Ouch weblog: individual blog entry
6 Sep 07, 2:34 AM - In The Company Of Others
One of the noteworthy aspects of living in Minnesota--aside from the blizzards and the hot dish and the abundance of blonde people--is the fact that it's one of the few states in our imperfect union that offers 24-hour nursing care to those of us with an affinity for breathing with a ventilator. Now, just because the state offers nursing care doesn't mean it's easy to find actual nurses. As in much of the country, we have a nursing shortage in these parts and home care isn't the first choice for most people entering the field. When I first moved here and used a home care agency, I was constantly dealing with gaps in the schedule and some nurses who were--how to say this nicely--less than ideal matches. A few years ago, I decided to manage my nursing care without an agency and things have settled down a good deal. My nurses get a better wage and I get a little more freedom to determine who is going to work with me.

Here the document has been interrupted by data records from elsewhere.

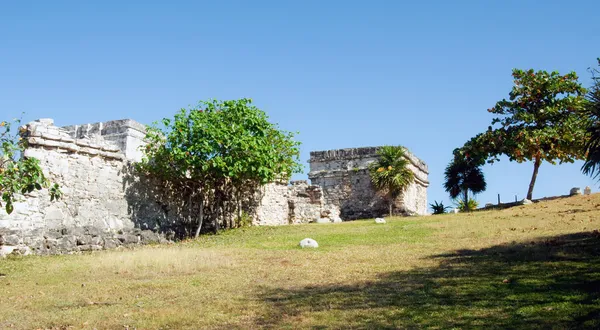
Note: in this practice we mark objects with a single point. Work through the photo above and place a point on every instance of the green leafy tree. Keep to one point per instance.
(543, 120)
(592, 147)
(462, 175)
(18, 174)
(438, 208)
(215, 154)
(390, 174)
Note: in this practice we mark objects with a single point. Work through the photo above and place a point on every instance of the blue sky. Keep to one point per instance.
(342, 73)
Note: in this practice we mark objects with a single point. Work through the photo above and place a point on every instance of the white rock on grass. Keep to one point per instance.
(309, 242)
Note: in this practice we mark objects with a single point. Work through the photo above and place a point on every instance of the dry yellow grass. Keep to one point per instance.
(529, 265)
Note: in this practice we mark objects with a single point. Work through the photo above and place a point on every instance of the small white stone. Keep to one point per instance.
(309, 242)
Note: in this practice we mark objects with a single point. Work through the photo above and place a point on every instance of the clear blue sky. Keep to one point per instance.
(342, 73)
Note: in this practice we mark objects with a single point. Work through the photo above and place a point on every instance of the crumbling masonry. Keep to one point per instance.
(106, 204)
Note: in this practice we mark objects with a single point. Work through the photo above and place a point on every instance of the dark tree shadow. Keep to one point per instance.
(552, 283)
(153, 207)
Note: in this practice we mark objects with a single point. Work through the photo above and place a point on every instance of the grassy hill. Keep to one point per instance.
(533, 266)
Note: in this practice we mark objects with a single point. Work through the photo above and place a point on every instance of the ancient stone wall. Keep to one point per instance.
(95, 210)
(344, 178)
(106, 203)
(298, 202)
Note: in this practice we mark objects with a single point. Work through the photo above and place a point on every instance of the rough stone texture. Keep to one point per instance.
(102, 197)
(309, 243)
(345, 181)
(106, 204)
(299, 202)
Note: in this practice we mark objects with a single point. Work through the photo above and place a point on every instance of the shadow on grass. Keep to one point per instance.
(550, 283)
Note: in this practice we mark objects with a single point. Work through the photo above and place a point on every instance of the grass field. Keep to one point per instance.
(534, 266)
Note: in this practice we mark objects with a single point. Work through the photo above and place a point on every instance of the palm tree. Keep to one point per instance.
(464, 174)
(591, 166)
(390, 174)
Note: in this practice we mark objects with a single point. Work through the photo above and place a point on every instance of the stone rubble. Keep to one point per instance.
(309, 243)
(344, 179)
(107, 204)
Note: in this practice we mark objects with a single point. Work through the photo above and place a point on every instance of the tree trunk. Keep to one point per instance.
(200, 217)
(536, 167)
(217, 219)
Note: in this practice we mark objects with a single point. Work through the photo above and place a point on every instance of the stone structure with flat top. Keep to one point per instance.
(344, 178)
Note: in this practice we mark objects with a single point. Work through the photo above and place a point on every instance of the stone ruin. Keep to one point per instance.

I sometimes get asked what it's like to have someone around me 24/7. I usually respond that it's probably a little bit like being married to seven or eight different people. When you're with someone for eight or more hours at a stretch, you can't help but learn quite a bit about that person. And in turn, they are privy to many of the details of both my professional and personal lives. They know my family, friends, and colleagues. They know it's useless to talk to me when I'm in front of the computer. They know about my cravings for Pringles crisps and my liberal politics. Some of my nurses probably know me better than most of my relatives. I do manage to carve out a private life, but it takes work and some acquired assertiveness. And we Midwesterners are not renowned for our assertiveness.

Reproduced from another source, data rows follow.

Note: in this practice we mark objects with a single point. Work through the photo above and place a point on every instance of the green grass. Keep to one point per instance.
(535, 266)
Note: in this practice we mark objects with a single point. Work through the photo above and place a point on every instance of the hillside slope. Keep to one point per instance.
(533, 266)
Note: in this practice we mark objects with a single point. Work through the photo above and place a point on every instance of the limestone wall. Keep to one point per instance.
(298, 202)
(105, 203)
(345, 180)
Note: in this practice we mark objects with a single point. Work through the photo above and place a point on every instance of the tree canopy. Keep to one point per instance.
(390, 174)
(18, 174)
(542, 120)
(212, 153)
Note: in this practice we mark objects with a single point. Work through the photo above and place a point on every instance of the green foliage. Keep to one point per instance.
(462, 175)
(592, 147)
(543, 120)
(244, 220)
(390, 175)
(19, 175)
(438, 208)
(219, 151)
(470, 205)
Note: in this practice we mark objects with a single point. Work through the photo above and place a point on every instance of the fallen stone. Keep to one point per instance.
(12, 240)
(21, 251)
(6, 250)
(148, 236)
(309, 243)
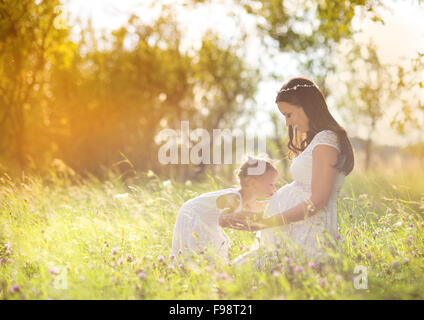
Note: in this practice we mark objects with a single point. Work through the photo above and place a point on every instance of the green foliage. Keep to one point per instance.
(111, 240)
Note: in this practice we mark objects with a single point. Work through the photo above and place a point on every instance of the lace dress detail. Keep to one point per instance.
(302, 235)
(197, 226)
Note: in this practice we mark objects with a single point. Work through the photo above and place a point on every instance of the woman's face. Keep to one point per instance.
(295, 116)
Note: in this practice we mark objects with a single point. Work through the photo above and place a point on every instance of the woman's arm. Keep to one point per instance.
(323, 176)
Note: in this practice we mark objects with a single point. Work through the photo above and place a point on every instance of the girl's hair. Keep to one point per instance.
(303, 93)
(242, 173)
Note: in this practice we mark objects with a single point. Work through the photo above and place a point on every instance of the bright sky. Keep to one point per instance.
(402, 35)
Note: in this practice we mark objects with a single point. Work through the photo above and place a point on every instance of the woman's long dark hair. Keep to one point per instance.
(310, 99)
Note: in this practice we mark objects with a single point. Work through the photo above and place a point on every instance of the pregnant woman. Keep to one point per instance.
(301, 214)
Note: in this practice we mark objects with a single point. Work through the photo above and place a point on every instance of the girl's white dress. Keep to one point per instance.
(303, 236)
(197, 225)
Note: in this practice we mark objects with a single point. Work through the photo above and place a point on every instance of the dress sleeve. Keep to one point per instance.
(325, 137)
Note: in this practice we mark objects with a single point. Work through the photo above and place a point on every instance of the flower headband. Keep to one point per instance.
(299, 86)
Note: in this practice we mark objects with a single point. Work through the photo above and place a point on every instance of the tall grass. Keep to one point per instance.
(111, 240)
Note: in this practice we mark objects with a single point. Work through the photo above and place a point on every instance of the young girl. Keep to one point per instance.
(198, 222)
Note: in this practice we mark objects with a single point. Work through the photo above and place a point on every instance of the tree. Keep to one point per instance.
(369, 90)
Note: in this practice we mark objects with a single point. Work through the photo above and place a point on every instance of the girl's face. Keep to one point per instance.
(264, 185)
(295, 116)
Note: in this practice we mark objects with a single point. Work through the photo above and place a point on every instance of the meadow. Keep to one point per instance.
(91, 239)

I've also learned to play to the strengths of each of my nurses. I have one nurse that I take with me when I need to go shopping for clothes. When I need help with fixing my computer, I have a couple other nurses to whom I turn. I figure that my experience with managing my own care is good preparation for a career in middle management.
It probably seems weird to most people; having someone within earshot nearly every minute of the day. But without my nurses, I'd probably be much less independent. That may seem counterintuitive, but not from where I'm sitting.